A dwarf and a half-elf who were business partners, Anti-modes noted, making deductions about what he'd heard. A half-elf who had been banished from Qualinesti. No, that wasn't right. A banished half-elf could not go back home. This one had done so. He'd left his elven homeland voluntarily, then. Not surprising. The Qualinesti were more liberal-minded about racial purity than their cousins, the Silvanesti, but a half-elf was half-human in their eyes and, as such, tainted goods.

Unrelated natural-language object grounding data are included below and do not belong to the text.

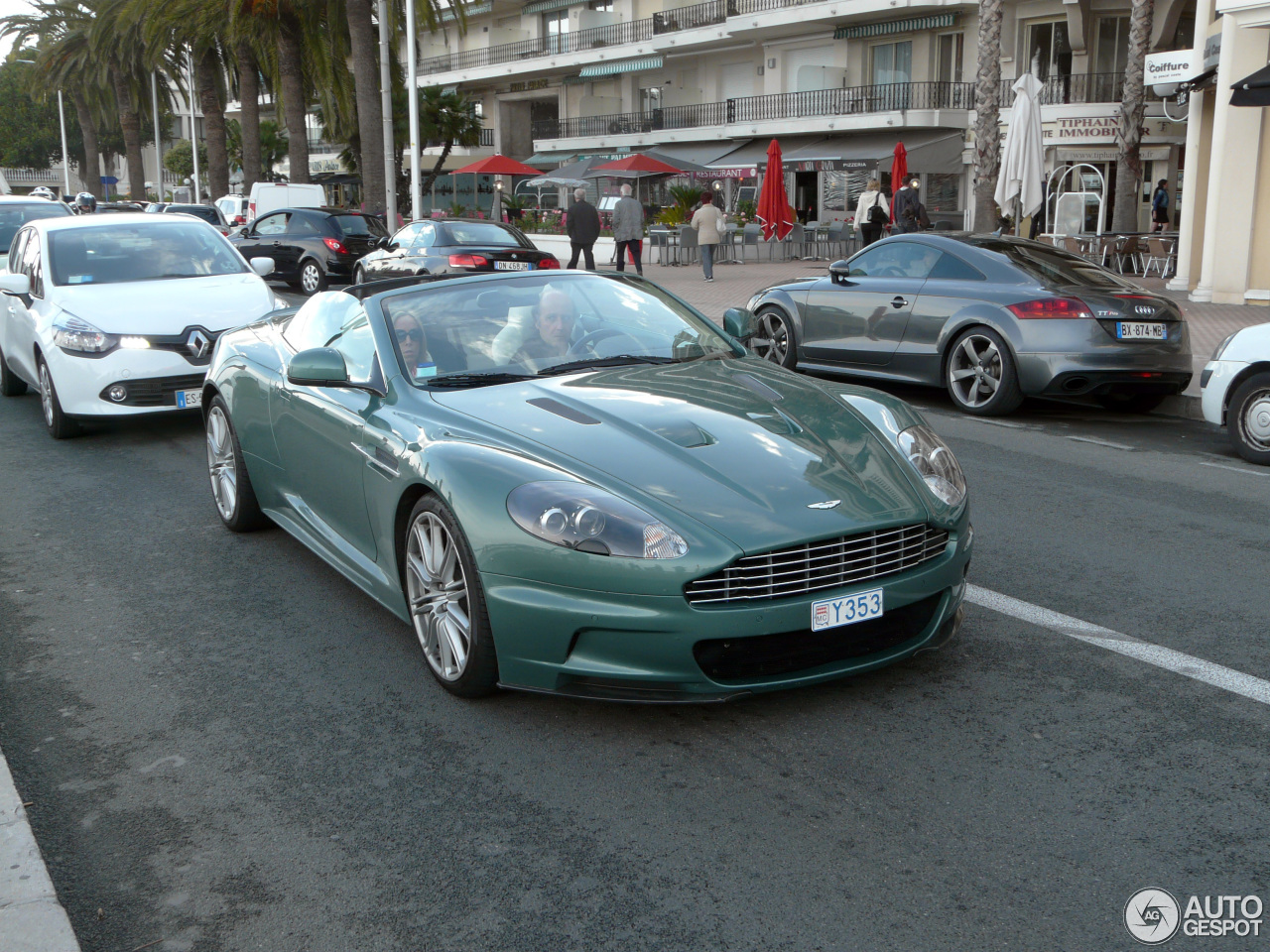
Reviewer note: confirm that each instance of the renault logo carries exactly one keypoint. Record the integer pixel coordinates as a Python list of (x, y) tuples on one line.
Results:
[(198, 344)]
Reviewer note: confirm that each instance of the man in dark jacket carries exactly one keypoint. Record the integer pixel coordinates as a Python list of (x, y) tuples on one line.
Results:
[(583, 227)]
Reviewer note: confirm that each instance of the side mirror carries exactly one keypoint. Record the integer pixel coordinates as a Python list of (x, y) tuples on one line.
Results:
[(318, 367), (739, 322)]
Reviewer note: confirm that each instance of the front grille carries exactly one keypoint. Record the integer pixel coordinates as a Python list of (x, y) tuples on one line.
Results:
[(154, 391), (772, 655), (820, 565)]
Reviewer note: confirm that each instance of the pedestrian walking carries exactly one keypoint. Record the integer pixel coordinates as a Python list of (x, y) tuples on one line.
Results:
[(1160, 206), (583, 229), (629, 230), (873, 212), (708, 222)]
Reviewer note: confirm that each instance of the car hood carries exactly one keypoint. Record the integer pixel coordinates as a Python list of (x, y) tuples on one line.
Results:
[(168, 306), (738, 445)]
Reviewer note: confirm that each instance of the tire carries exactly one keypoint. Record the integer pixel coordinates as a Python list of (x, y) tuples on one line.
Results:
[(226, 466), (1130, 403), (10, 384), (313, 278), (60, 425), (979, 373), (439, 566), (775, 340), (1247, 419)]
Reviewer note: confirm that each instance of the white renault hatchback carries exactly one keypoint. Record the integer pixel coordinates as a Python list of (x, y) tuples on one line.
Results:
[(117, 315)]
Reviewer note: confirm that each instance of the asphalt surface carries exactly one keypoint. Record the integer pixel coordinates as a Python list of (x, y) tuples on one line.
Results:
[(227, 747)]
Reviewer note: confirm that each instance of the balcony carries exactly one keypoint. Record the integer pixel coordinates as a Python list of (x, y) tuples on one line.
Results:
[(892, 96), (594, 39), (1066, 90)]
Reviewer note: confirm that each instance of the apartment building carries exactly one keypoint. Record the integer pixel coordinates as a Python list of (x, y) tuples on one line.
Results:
[(838, 82)]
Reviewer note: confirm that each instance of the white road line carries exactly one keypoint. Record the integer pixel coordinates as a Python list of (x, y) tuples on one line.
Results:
[(1101, 442), (1234, 468), (31, 916), (1189, 665)]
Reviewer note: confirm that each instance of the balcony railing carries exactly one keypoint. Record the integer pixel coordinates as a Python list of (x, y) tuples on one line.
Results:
[(1089, 87), (593, 39)]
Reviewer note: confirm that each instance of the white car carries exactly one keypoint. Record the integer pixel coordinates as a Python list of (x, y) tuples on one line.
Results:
[(116, 316), (1234, 389)]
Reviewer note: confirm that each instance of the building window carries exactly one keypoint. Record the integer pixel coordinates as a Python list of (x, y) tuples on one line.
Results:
[(893, 62), (951, 49), (1049, 53)]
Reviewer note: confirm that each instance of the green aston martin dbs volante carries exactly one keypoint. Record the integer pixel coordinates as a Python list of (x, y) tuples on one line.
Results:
[(575, 483)]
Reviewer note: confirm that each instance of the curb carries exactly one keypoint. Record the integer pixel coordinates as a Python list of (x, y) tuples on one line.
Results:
[(31, 916)]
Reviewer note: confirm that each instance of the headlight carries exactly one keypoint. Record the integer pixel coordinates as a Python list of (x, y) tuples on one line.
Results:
[(934, 462), (576, 516), (1220, 348), (70, 333)]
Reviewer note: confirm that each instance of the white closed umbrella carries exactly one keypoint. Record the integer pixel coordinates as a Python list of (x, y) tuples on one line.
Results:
[(1023, 162)]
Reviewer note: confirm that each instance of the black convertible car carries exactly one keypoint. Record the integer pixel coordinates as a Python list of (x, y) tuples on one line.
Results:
[(452, 245)]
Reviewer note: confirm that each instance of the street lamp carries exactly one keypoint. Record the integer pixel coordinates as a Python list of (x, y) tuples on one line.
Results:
[(62, 118)]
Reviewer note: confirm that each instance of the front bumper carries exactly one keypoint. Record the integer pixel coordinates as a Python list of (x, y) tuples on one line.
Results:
[(150, 376), (662, 649)]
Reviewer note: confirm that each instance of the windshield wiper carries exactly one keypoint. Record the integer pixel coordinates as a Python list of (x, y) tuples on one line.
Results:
[(475, 380), (615, 361)]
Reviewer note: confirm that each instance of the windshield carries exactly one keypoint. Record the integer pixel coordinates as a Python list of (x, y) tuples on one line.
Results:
[(113, 254), (14, 214), (540, 325), (476, 232), (1056, 268), (361, 226)]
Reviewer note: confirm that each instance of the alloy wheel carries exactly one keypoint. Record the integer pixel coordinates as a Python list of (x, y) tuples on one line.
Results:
[(221, 462), (772, 341), (1255, 420), (974, 371), (437, 592)]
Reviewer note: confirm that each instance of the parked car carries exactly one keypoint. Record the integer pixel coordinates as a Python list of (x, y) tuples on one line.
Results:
[(271, 195), (118, 316), (1234, 391), (234, 208), (574, 483), (989, 318), (310, 246), (452, 245)]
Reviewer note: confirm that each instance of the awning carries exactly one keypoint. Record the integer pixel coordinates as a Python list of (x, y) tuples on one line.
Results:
[(1252, 90), (907, 26), (620, 66)]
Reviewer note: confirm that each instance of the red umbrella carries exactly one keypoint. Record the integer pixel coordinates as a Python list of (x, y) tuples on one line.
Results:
[(774, 203), (898, 173), (639, 163)]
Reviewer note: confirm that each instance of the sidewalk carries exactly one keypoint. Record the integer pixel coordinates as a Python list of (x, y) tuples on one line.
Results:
[(734, 284)]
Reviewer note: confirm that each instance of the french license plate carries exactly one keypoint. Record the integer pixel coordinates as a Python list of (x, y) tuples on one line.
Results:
[(848, 610), (1138, 330)]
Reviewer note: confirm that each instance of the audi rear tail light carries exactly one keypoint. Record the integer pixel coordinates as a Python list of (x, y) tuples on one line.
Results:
[(1053, 308)]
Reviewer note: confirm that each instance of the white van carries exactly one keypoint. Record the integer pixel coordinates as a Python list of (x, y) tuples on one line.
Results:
[(267, 195)]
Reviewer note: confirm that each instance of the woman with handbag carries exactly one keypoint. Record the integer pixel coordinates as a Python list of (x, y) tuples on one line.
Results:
[(871, 212)]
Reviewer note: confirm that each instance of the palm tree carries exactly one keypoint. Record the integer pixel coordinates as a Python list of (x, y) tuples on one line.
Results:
[(987, 125), (1133, 108)]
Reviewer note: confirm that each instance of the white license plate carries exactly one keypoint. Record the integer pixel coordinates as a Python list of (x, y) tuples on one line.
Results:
[(1137, 330), (848, 610), (189, 399)]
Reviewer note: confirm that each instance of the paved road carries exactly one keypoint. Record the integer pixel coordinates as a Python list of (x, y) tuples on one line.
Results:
[(227, 747)]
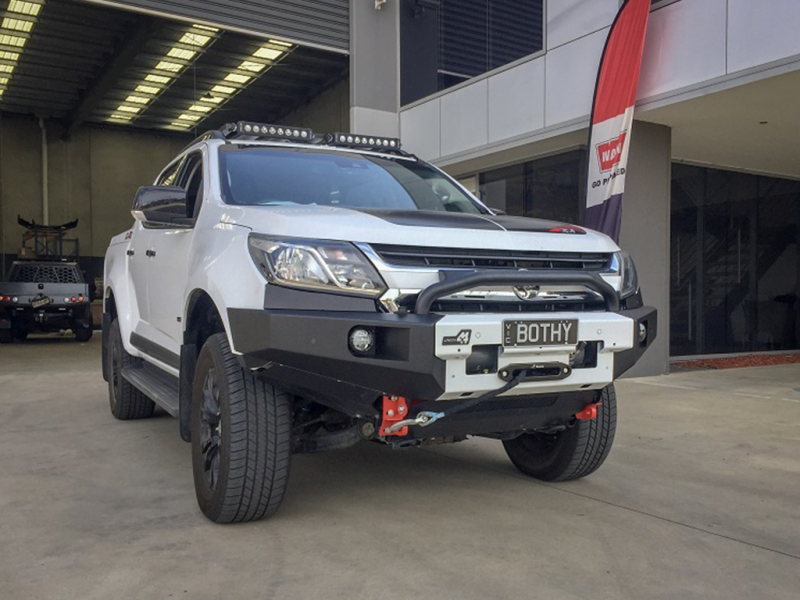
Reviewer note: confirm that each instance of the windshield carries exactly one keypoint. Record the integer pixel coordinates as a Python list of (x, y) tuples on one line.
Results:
[(265, 176)]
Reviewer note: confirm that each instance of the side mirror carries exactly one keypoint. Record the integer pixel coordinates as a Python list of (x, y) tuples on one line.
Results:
[(161, 205)]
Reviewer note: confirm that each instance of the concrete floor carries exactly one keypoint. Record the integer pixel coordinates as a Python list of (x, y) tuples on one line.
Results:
[(699, 499)]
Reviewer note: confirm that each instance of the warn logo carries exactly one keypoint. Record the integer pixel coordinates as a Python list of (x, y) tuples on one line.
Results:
[(609, 153)]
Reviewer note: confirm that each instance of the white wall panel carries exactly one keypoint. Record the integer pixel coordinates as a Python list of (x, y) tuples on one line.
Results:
[(465, 118), (516, 100), (685, 45), (419, 130), (761, 32), (571, 72), (569, 20)]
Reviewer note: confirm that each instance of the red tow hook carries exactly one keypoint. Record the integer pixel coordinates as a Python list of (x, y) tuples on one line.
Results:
[(395, 408), (589, 413)]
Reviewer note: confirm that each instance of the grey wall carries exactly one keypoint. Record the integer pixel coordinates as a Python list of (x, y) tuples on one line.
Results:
[(374, 67), (92, 177), (646, 230), (327, 112)]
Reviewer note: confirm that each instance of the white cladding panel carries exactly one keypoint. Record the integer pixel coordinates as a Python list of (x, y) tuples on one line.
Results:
[(516, 100), (465, 119), (570, 78), (419, 130), (761, 32), (685, 45), (569, 20)]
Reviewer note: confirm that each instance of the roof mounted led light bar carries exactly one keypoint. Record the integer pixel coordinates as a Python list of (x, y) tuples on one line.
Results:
[(261, 131), (369, 142)]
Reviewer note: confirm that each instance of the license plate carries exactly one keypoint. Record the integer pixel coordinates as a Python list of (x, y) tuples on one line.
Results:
[(540, 333), (40, 302)]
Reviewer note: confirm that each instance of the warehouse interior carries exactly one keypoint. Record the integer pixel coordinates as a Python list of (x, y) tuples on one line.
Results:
[(95, 100)]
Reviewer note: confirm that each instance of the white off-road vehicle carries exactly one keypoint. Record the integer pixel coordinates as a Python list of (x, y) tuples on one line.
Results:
[(282, 292)]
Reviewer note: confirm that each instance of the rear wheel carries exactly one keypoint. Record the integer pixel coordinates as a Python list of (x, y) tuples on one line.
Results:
[(570, 454), (126, 401), (241, 434)]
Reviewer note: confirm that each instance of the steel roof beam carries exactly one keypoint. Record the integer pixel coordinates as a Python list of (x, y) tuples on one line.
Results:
[(127, 51)]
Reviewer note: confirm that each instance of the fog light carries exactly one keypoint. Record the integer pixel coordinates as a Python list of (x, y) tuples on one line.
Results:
[(362, 340)]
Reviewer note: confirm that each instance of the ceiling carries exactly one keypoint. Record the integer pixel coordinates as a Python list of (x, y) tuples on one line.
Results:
[(750, 127), (82, 62)]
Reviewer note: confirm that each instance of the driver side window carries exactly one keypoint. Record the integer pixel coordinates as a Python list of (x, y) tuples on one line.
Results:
[(191, 179)]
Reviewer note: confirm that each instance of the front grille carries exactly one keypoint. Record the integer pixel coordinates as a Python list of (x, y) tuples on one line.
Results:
[(35, 273), (414, 256)]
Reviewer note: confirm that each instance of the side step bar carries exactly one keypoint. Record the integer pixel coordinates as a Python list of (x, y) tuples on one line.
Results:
[(160, 387)]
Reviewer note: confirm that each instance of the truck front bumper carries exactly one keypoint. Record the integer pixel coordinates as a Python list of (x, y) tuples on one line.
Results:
[(310, 351)]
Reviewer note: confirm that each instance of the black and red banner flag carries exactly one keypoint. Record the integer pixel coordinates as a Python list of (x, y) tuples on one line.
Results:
[(612, 117)]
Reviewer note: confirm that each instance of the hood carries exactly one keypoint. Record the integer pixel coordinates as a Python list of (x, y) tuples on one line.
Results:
[(415, 228)]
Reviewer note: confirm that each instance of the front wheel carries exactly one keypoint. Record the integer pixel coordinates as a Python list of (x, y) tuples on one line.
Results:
[(241, 434), (570, 454)]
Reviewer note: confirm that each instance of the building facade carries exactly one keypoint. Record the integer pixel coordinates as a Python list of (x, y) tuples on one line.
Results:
[(712, 210)]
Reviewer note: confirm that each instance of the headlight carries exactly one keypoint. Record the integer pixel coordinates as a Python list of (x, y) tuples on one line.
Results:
[(627, 270), (316, 264)]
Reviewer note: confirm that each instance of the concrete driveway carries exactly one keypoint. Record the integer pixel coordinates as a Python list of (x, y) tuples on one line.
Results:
[(700, 498)]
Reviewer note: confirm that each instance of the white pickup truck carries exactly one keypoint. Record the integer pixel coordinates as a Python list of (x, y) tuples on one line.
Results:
[(282, 292)]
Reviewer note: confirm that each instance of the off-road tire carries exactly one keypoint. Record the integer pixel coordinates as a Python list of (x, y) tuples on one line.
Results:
[(126, 402), (83, 334), (570, 454), (250, 442)]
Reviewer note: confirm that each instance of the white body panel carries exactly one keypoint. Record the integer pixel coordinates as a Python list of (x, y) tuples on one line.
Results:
[(153, 293)]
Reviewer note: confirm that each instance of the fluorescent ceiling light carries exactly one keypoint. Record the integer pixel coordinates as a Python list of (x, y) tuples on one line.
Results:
[(236, 78), (147, 89), (223, 89), (24, 8), (137, 99), (268, 53), (17, 24), (12, 40), (249, 65), (195, 39), (157, 79), (166, 65), (181, 53)]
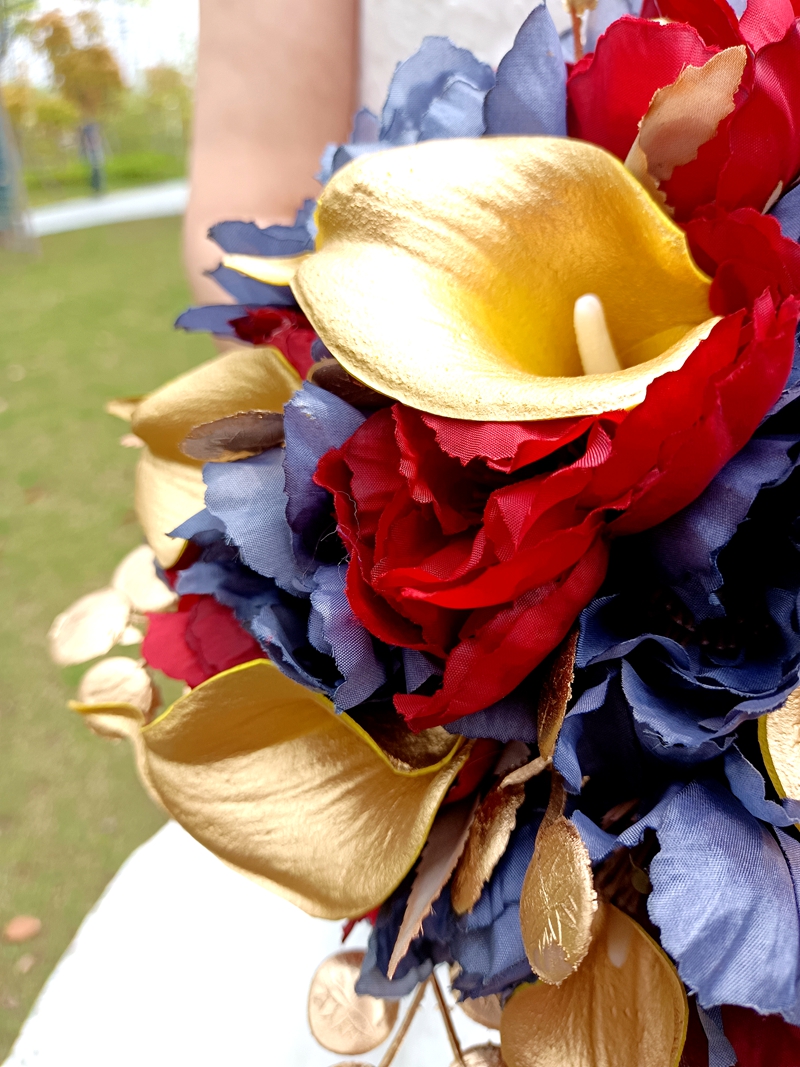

So the half-elf had left his home, come to Solace, and joined up with a hill dwarf, who had himself probably either left his thane and his clan or had been cast out. Antimodes wondered how the two had met, guessed it must be an interesting story.

It was a story he was not likely to hear. The dwarf had settled down to shoveling beans into his mouth. Antimodes's own plate arrived, and he gave the meal his full attention, which it well deserved.

He had just finished and was sopping up the last bit of gravy with his last bite of bread when the door to the inn opened. Otik was there to greet the new guest. The innkeeper appeared nonplussed to find a young woman, the same curly-haired young woman Antimodes had met earlier on the road.

"Kitiara!" Otik exclaimed. "Whatever are you doing here, child? Running an errand for your mother?"

The young woman cast him a glance from her dark eyes that might have sizzled his flesh.

"Your potatoes have more brains than you do, Otik. I run errands for no one."

She shoved past him. Her glance swept the common room and fixed on Antimodes, much to his astonishment and annoyance.

"I've come to speak to one of your guests," the young woman announced.

She ignored Otik's fluttering, "Now, now, Kitiara. I'm not sure you should be bothering the gentleman."

Kit strode up to Antimodes, stood beside his table, gazed down on him. "You're a wizard, aren't you?" she asked.

Antimodes indicated his displeasure by not rising to greet her as he would have done to any other female. Expecting either to be made sport of or perhaps propositioned by this ill-mannered hoyden, he set his face in stern lines of disapproval.

"What I am is my own affair, young lady," he said with sardonic emphasis on the last word. He shifted his gaze deliberately out the window, indicating that the conversation was ended.

"Kitiara." Otik hovered anxiously. "This gentleman is my guest. And this is really not the time or the place to."